TDA/H em mulheres – uma questão de gênero

(este artigo é de autoria da Dra Katia Beatriz Corrêa e Silva)

TDAH em MULHERES – Uma questão de Gênero

A questão do TDAH nas mulheres tem estreita relação com a evolução do conceito do transtorno que, através das pesquisas, foi sendo reconhecido como uma síndrome orgânica com expressão comportamental e de início supostamente restrita à infância. Pesquisas posteriores começaram a comprovar sua ocorrência na adolescência e na idade adulta, demonstrando seu caráter genético e crônico.

As pesquisas iniciais feitas em meninos, em idade escolar, que eram levados à avaliação pelas características de agitação e impulsividade, fizeram crer que era um transtorno da infância, predominante em meninos. Por muito tempo se aceitou a prevalência de aproximadamente quatro meninos para uma menina.

Pesquisas posteriores mostraram a relevância da desatenção e a incidência em meninas e adultos. O tipo Predominantemente Desatento passou a ser identificado e consequentemente mais diagnosticado.

Observou-se maior incidência do tipo Predominantemente Desatento no sexo feminino. Mas as meninas e mulheres que apresentavam sintomas de Hiperatividade e Impulsividade mais marcantes os expressavam de forma diferente dos meninos. São freqüentemente menos rebeldes, menos opositivas, e a Hiperatividade se expressa mais através da fala do que da ação.

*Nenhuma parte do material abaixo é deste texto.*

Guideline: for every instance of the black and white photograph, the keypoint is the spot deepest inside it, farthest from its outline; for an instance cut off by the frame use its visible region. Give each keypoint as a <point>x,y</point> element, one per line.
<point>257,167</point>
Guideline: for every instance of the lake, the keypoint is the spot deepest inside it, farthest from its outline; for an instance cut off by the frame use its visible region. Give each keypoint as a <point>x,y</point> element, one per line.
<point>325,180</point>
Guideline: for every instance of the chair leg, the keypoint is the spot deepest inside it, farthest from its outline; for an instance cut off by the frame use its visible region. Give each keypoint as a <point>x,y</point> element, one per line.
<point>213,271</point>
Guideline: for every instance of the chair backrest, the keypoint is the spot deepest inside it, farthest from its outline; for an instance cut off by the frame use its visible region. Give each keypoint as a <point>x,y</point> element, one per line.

As comorbidades com Transtornos de Ansiedade e Depressão são mais freqüentes, levando a instabilidade emocional, com freqüentes mudanças de humor.

Influências Hormonais – suas flutuações

O papel do Estrogênio

O papel dos hormônios nos diversos aspectos psíquicos vem sendo cada vez mais estudado e sua influência tem sido mais reconhecida. Entretanto, com freqüência, a flutuação hormonal e a influência do estrogênio no cérebro não tem sido nem considerada nem tratada.

Conexão Estrogênica

Estudos recentes mostram a influência do estrogênio no funcionamento cerebral e suas conseqüências funcionais.

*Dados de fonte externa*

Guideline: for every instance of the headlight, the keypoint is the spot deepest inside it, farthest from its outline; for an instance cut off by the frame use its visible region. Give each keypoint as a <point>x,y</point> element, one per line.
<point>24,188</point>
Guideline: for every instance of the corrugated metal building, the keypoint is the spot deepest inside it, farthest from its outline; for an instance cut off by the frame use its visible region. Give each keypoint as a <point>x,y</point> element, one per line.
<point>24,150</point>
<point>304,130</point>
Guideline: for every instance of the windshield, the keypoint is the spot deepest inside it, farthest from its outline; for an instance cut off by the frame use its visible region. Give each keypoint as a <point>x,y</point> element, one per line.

Através de ações em alguns pontos do cérebro, como o aumento da concentração de alguns neurotransmissores na sinapse (como a serotonina, dopamina e norepinefrina), o aumento significativo de receptores dopaminérgicos (D2) no Striatum, e a regulação dos neurônios dopaminérgicos nos gânglios da base podemos perceber como a oscilação dos níveis de estrogênio podem influenciar a sintomatologia do TDAH nas mulheres.

Algumas pesquisas sugerem que o estrogênio pode potencializar a resposta aos estimulantes nas mulheres, mas esse efeito não aparece quando em presença de progesterona ou em níveis baixos de estrogênio.

Com o estrogênio promovendo o aumento de liberação de neurotransmissores na sinapse, pode se esperar melhora no funcionamento das mulheres durante fases com altos níveis de estrogênio como a gravidez.

Consequentemente nas fases de baixos níveis de estrogênio pode haver uma disfunção cerebral (na pré-menopausa e na menopausa).

O Hormônio Tireoidiano também tem papel relevante, já que é importante na ativação das funções da atenção no córtex frontal. Muitas vezes a hipofunção é sub-clínica, daí a importância da avaliação das funções tireoidianas principalmente quando da resposta insuficiente em casos de comorbidade com transtornos depressivos e de ansiedade.

A Influência das Expectativas Sócio – Culturais

As meninas e mulheres com TDAH precisam lidar não só com a sintomatologia do transtorno em si, mas também com as diferenças de gênero nas expectativas sócio-culturais que a sociedade lhes impõe. Essas diferenças de gênero são tanto biológicas e neurológicas como culturais. Na idade adulta os problemas estão principalmente nas Disfunções Executivas, que afetam tanto homens quanto mulheres. Entretanto essas dificuldades podem se expressar de forma bem diferente nas mulheres.

As expectativas para as mulheres na nossa cultura recaem de forma especial justamente nas funções que estão prejudicadas pelo TDAH, sendo causa de frustração. A tentativa de alcançar o ideal social pode não ser bem sucedida.

Condições Coexistentes em Mulheres com TDAH

Além das comorbidades, algumas condições também podem se desenvolver posteriormente como conseqüência do TDAH não tratado. E como a maioria dos psiquiatras raramente reconhece o TDAH no adulto, é freqüente que as mulheres recebam o diagnóstico secundário.

Depressão e Ansiedade

Transtorno de Humor Bipolar

Fibromialgia e Síndrome da Fadiga Crônica

Transtorno do uso de substâncias

Desordens Alimentares, etc.

Não se pode deixar de mencionar que outros autores entretanto, vêem com cautela a existência ou não de diferenças na manifestação de sintomas quanto ao gênero e outros são radicais em negá-las.